No podía entender, no podía aceptar, por qué razón yo seguía respirando, mientras me daba cuenta que todo mi grupo, mis amigos, algunos de ellos aldeanos conocidos míos desde la infancia, vecinos, hijos de los buenos amigos de mis padres, ya no estaban; habían desaparecido en un instante. Y todo por cuenta de un conflicto que, ya sentados a analizar, ninguno de nosotros comprendía. ¡Es por la Gloria, por la Patria! Nos habían dicho. Qué vacías me parecían ahora esas arengas, esas proclamas que nos llamaban a defender lo más sagrado. Pero para mí, lo más sagrado ya simplemente no estaba, no existía más: todos mis conocidos habían muerto.

¿Y a cuento de qué, por todos los Cielos, se había iniciado esta Gran Guerra? Nosotros en Kolpokonjo, nuestra aldea natal como ya expliqué, habíamos sido felices por generaciones enteras, cultivando la tierra, labrando el campo, criando vacas y cabras, reproduciéndonos con primas lejanas. Nada teníamos que ver con intereses económicos o transnacionales, ni con el riesgo comunista, ni con el riesgo capitalista, ni con el Imperio Austro-Húngaro. Mi tatarabuelo tal vez se había involucrado en sus años mozos en alguna escaramuza intrascendete contra los Otomanos, pero hasta ahí.

Entonces me quedé mirando los cambiantes tonos del atardecer, desde el azul transparente y fresco muy por arriba por el polvo y el humo de la batalla, hasta el glorioso naranja brillante del sol rozando el horizonte. En ese preciso instante sentí como si el Universo, la vida o algún tipo de deidad cínica quisiera restregarme en el rostro toda esa belleza, como queriendo darme a entender que el dolor, la tristeza y la depresión que estaban empezando a invadir mi alma y que me acompañarían por el resto de mis días no tenían, de hecho, el más mínimo valor.

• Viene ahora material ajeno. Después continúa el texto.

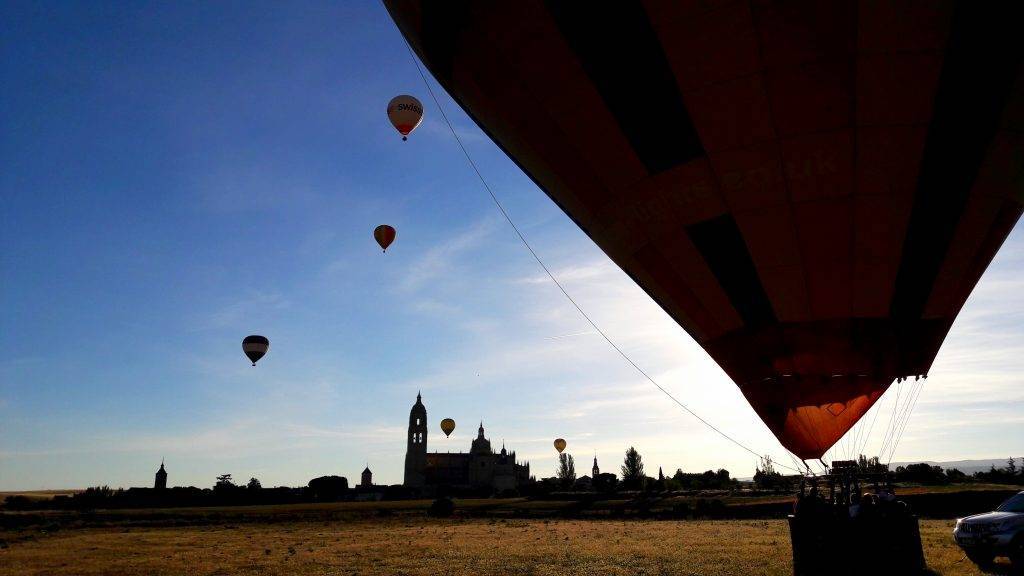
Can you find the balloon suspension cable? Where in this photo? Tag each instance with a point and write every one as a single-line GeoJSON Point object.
{"type": "Point", "coordinates": [561, 288]}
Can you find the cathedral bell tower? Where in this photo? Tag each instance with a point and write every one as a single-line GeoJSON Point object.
{"type": "Point", "coordinates": [416, 447]}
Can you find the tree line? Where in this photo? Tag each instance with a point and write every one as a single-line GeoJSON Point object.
{"type": "Point", "coordinates": [634, 478]}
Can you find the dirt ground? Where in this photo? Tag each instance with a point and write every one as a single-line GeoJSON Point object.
{"type": "Point", "coordinates": [424, 546]}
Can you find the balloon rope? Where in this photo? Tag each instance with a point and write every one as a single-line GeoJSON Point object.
{"type": "Point", "coordinates": [552, 276]}
{"type": "Point", "coordinates": [906, 419]}
{"type": "Point", "coordinates": [892, 420]}
{"type": "Point", "coordinates": [867, 436]}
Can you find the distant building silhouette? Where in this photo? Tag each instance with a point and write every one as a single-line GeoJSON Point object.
{"type": "Point", "coordinates": [161, 482]}
{"type": "Point", "coordinates": [480, 468]}
{"type": "Point", "coordinates": [416, 446]}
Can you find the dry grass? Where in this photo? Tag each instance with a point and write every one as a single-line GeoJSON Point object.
{"type": "Point", "coordinates": [422, 546]}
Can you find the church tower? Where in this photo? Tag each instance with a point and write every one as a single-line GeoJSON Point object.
{"type": "Point", "coordinates": [416, 447]}
{"type": "Point", "coordinates": [161, 482]}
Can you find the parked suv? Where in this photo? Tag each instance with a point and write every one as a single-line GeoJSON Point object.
{"type": "Point", "coordinates": [997, 533]}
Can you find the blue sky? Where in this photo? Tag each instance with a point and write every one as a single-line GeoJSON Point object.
{"type": "Point", "coordinates": [176, 176]}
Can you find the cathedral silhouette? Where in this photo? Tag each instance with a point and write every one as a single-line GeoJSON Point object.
{"type": "Point", "coordinates": [480, 468]}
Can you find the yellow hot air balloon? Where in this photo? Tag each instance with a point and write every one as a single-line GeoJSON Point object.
{"type": "Point", "coordinates": [406, 113]}
{"type": "Point", "coordinates": [448, 424]}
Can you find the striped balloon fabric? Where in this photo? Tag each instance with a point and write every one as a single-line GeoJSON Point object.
{"type": "Point", "coordinates": [811, 190]}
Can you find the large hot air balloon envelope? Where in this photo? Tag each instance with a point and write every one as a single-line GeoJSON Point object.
{"type": "Point", "coordinates": [384, 235]}
{"type": "Point", "coordinates": [811, 190]}
{"type": "Point", "coordinates": [255, 346]}
{"type": "Point", "coordinates": [448, 425]}
{"type": "Point", "coordinates": [406, 113]}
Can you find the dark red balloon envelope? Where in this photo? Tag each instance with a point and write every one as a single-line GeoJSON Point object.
{"type": "Point", "coordinates": [811, 190]}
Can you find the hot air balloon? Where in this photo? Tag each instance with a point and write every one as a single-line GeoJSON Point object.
{"type": "Point", "coordinates": [448, 425]}
{"type": "Point", "coordinates": [384, 236]}
{"type": "Point", "coordinates": [406, 113]}
{"type": "Point", "coordinates": [811, 190]}
{"type": "Point", "coordinates": [255, 346]}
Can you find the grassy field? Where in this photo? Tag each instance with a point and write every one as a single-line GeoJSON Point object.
{"type": "Point", "coordinates": [417, 545]}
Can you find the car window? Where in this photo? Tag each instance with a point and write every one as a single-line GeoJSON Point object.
{"type": "Point", "coordinates": [1015, 504]}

Y allí terminó todo. Tras una larga convalecencia me dieron una silla de ruedas primitiva, me condecoraron como héroe de guerra junto con otros 25. Los otros 24 compañeros, malheridos, fueron falleciendo en el transcurso de los días y semanas posteriores al ataque. Me asignaron una pensión modesta, que eventualmente hace 5 años inexplicablemente dejé de recibir. Regresé a Kolpokonjo sin una pierna, sin el sentido del oído, pero con un pitido persistente dentro de mi cabeza, que aun hoy en día me acompaña. Regresé inepto para cultivar la tierra, labrar el campo, criar vacas y cabras y ni hablar de reproducirme con alguna prima lejana. Mis padres murieron en la pobreza, tuve que ceder mi parcela, ya que no tengo hermanos y dedicarme a malvivir de la caridad de los pocos que quedan en este pueblo.

Ahora veo que se están preparando para una nueva guerra. Ojalá no llegue hasta nuestro territorio. O que llegue y me propicie un rápido descanso. No creo que pase nada. Nuestro pueblo es eslavo, pero casi todos los que quedamos somos judíos. No pienso que se metan con nosotros, que nada tenemos que ver con la economía transnacional, con la amenaza del comunismo ni la del capitalismo. Solo espero descansar de este horrible pitido, que no me deja dormir, que me enloquece y que me hace olvidar que alguna vez el mundo fue hermoso.